L’autoportrait de Théo Marichy, intitulé « My Vision Of The World » (Ma Vision Du Monde), est l’œuvre fondatrice qui a révélé le dessinateur et artiste peintre français au niveau international. Réalisé entre 2019 et 2020 sur un papier en coton de 60 x 46 cm, cet autoportrait de Théo Marichy surprend par son surréalisme saisissant. Mêlant avec une finesse le crayon graphite et la pierre noire, il marque un tournant technique majeur dans la jeune carrière de cet artiste bourguignon.
Voici l’analyse de l’oeuvre qui interroge notre rapport à l’avenir et à l’environnement.

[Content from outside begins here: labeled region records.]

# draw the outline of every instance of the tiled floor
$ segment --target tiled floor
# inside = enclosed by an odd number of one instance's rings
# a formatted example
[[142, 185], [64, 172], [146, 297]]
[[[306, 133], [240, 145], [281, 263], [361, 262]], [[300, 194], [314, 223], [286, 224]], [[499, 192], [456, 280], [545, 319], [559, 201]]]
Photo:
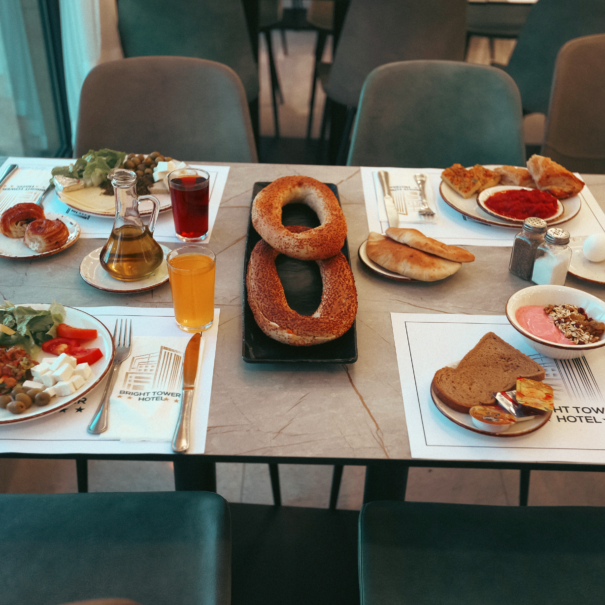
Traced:
[[[313, 32], [288, 32], [289, 54], [282, 52], [274, 34], [276, 59], [285, 103], [280, 107], [282, 136], [304, 137], [310, 95]], [[496, 60], [506, 63], [513, 42], [496, 43]], [[273, 134], [273, 117], [268, 88], [268, 63], [261, 46], [261, 129]], [[326, 55], [327, 56], [327, 55]], [[468, 60], [487, 63], [487, 40], [473, 38]], [[316, 130], [323, 106], [319, 91]], [[539, 122], [539, 120], [538, 120]], [[535, 125], [534, 125], [535, 126]], [[539, 124], [538, 124], [539, 129]], [[534, 132], [535, 134], [535, 132]], [[265, 464], [219, 464], [218, 491], [230, 502], [271, 503], [271, 486]], [[330, 466], [281, 465], [283, 503], [291, 506], [327, 507], [332, 478]], [[359, 509], [363, 497], [365, 469], [345, 468], [339, 507]], [[89, 463], [91, 491], [167, 491], [174, 489], [172, 465], [165, 462]], [[70, 460], [0, 459], [0, 492], [75, 492], [75, 463]], [[407, 498], [416, 501], [515, 505], [518, 502], [519, 474], [516, 471], [464, 469], [411, 469]], [[605, 476], [600, 473], [532, 473], [530, 504], [603, 505]]]

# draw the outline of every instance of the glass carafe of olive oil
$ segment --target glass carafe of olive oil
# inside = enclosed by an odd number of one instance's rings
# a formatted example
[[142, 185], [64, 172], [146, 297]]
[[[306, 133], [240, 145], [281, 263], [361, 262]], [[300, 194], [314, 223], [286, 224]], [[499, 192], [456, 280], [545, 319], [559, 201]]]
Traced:
[[[101, 266], [111, 277], [136, 281], [151, 275], [164, 260], [164, 252], [153, 239], [160, 202], [152, 195], [137, 198], [137, 176], [132, 170], [116, 168], [109, 173], [116, 200], [116, 218], [111, 235], [101, 250]], [[139, 202], [153, 203], [149, 225], [139, 214]]]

L’esthétique de l’oeuvre : entre technique et surréalisme contemporain
Cet autoportrait de Théo Marichy frappe d’abord par son incroyable densité émotionnelle et sa minutie. Le choix d’associer la douceur texturée du graphite à l’intensité sombre et mate de la pierre noire confère au dessin un relief et un naturel profonds. Chaque détail de la peau et des expressions du visage y est disséqué avec une quête de l’esthétisme.
Le crayon et le pinceau qui effleure la peau du visage fait référence à l’ancrage créatif de l’artiste. Depuis toujours, l’artiste bourguignon a un esprit créatif débordant, dans de nombreux domaines tel que l’art paysager, la pâtisserie mais aussi le design et la mode.
Le message spirituel et environnemental
Plus s’une simple représentation physique, cet autoportrait de Théo Marichy agit comme un témoignage sociétal et psychologique :
- Un regard inquiet : L’artiste y projette une expression d’anxiété face à l’avenir de l’humanité.
- Le refuge naturaliste : Pour contrebalancer cette inquiétude, la composition intègre des éléments de la nature comme des feuilles, des fleurs et un oiseau. Selon l’artiste, renouer le contact avec le monde non-humain est la clé pour sauver notre sort.
- Une posture méditative : L’œuvre reflète le tempérament perfectionniste et intériorisé de Marichy, offrant une dimension spirituelle et empathique forte.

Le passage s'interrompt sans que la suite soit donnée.